Music has always had a strong social component, and it’s only in modern times that it has developed as a sometimes solitary and passive media.
Smule and its quirky chief executive, Jeffrey Smith, are determined to change that. The San Francisco company’s latest effort in this direction is Thursday’s release of a Rab Battles feature within its AutoRap application. Downloaded more than 20 million times since it launched in July 2012, the app has users who create about 2.5 million raps a week. Up until now, users can share the raps they create, but that’s about as social as it got.
The update taps into a street phenomenon around Rap Battles, where two rappers face off to see who can outperform the other. The video below shows Smule’s take on rap battling, featuring MC (Greg Davis Jr.), AKA Klarity (Vine), chief waKiL (chief waKiL) and Lil’ Timmy (Isaiah Roberts).
The update is built on a social platform that grew organically from the company’s Sing! and other music creation apps as its 130 million users began to self-organize on Facebook to collaborate on songs. Some groups have hundreds, sometimes thousands, of members. One group, the SmuleNesians from Indonesia, even recorded an original song using Smule apps and sold it on Amazon, Google Play and iTunes, where it landed the No. 56 spot on iTunes’ Indonesian music chart two weeks ago.

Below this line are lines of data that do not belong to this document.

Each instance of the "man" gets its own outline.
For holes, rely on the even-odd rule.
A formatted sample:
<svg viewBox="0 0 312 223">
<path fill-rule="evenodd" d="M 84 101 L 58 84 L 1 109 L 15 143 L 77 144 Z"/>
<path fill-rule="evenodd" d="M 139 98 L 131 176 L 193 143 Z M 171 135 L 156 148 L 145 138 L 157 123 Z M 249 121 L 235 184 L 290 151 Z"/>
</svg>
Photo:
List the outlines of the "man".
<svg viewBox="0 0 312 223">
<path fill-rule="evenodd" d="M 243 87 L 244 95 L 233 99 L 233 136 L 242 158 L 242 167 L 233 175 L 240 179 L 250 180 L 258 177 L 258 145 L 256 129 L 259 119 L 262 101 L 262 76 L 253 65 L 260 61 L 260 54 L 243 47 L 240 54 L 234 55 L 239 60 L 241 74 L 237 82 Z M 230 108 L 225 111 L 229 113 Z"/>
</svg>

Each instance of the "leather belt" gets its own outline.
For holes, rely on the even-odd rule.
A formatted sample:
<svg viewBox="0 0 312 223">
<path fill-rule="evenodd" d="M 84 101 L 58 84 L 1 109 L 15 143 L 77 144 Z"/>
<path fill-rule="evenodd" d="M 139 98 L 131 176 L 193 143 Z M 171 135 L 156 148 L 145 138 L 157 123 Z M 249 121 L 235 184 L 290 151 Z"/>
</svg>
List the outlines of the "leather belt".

“We built SmuleNation, our social platform, to allow people using Smule Apps to create music together,” says Jeannie Yang, Smule’s chief product and design officer. “This platform has evolved to allow people all over the world to create duets and group songs with Sing! Karaoke, play along with singers using Guitar! or Magic Piano, and now compete in Rap Battles with AutoRap.”
The point isn’t whether Smule is creating rock stars, celebrity rap battlers, out of its users. Rather, Smule is more interested in creating large communities around music creation, rather than being just an app developer.
As a result, its subscription-based business model looks more like “World of Warcraft” than “Guitar Hero.” The former, a massively multiplayer online game, is a subscription-based game that charges players monthly fees. Despite approaching its 10th anniversary, “World of Warcraft” still has around 7 million subscribers who generate a steady stream of monthly subscription revenue. “Guitar Hero,” which was sold as a discreet product, came and went over a period of roughly five years, from 2005 to 2010.
What keeps “WoW” players coming back year after year is just as much about the social connections they’ve developed within the game as it is the game itself. And that’s just what Smule is trying to build through music.